Des systèmes de classification ont été également mis en place pour contrôler la qualité de l’acoustique en cas de réhabilitation, dont la norme ISO/TS 19488 d’avril 2021, accompagnée entre autres des certifications Cerqual et Certivéa. Les seuils acoustiques sont en outre encadrés par des textes spécifiques à certains dispositifs, dont le chauffage (arrêté du 23 juin 1978) et les façades (décret du 14 juin 2016 et arrêté du 13 avril 2017). 

Les troubles de voisinage, problèmes récurrents de l’acoustique, ont été légiférées par des articles dédiés du Code denla Santé publique pour les particuliers (art. R 1336-5), comme pour les professionnels (art. R 1336-5). A cela s’ajoutent de grandes notions comme le principe d’antériorité, permettant à la plainte d’un désordre d’être rejetée ou bien l’impropriété à destination, désignant un dommage qui engagerait la responsabilité du constructeur. 

Or, si ces termes juridiques peuvent apporter des éclaircissements, leur utilisation est à l’appréciation des tribunaux réglant les contentieux.

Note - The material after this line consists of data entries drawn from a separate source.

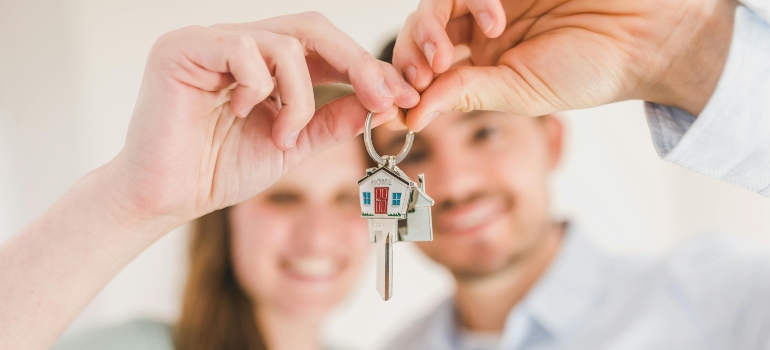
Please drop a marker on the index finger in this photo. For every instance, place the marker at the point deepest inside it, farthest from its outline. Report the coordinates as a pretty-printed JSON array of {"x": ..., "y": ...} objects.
[{"x": 374, "y": 88}]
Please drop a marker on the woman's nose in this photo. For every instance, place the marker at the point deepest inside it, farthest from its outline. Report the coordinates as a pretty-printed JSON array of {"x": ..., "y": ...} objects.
[{"x": 317, "y": 228}]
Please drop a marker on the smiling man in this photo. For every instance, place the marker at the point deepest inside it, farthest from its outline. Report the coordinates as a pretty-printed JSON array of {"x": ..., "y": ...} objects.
[{"x": 526, "y": 281}]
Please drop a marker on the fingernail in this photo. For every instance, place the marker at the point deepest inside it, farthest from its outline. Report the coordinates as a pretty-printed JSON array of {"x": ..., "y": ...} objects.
[
  {"x": 291, "y": 140},
  {"x": 245, "y": 112},
  {"x": 485, "y": 21},
  {"x": 408, "y": 88},
  {"x": 383, "y": 89},
  {"x": 429, "y": 118},
  {"x": 411, "y": 74},
  {"x": 429, "y": 49}
]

Me Sanson cite un procès datant de janvier 2021, concernant une affaire de transformation de chambre de bonnes en appartements en 2009. Les voisins du dessous, installés en 2011, se plaignaient des nuisances sonores provoqués par les décloisonnements. Toutefois, « le juge a rejeté le principe d’antériorité en faveur de la défense, car il importait peu que le désordre était généré avant l’arrivée des plaignants, d’autant que le propriétaire avait conduit les-dits travaux »développe l’avocat.

Un exemple qui reflète bien les complexités de l’application juridique des normes de rénovation acoustique, ayant des répercussions sur le quotidien des maîtres d’œuvre et maîtres d’ouvrage.

Un cadre pratique difficile à définir pour les professionnels 

« Contractualiser les exigences et performances des projets de rénovation acoustique sur bâtiment existant semble fondamental, aussi bien dans le cadre d’un marché que celui de la vente », affirme Thierry Mignot, en invoquant le rôle de l’ingénieur-conseil dans l’accompagnement du maître d’ouvrage dans l’élaboration d’un diagnostic, préalable au travail de programmation de rénovation et d’étude de faisabilité technique et budgétaire de ce dernier.

Des prestations auxquelles les maîtres d’œuvre, eux, ont l’impression de suppléer, dépassant souvent le cadre de leurs propres responsabilités, associées à la performance des projets. Cette confusion sèmerait ainsi le trouble dans les échanges entre les deux métiers et aggraverait les désordres de réhabilitation qui en découlent. 

Malheureusement, lister et répartir exhaustivement les responsabilités de chacun semble un véritable écueil pour les divers acteurs de l’acoustique participant au débat, soulevant questions et désaccords. Peut-être ces derniers trouveront-ils des solutions dans un guide que la fédération CINOV a proposé de réaliser en concertation avec l’Ademe et le Cnejac. Ce document collaboratif pourrait ainsi servir de cadre pratique à l’ensemble des acteurs de l’acoustique.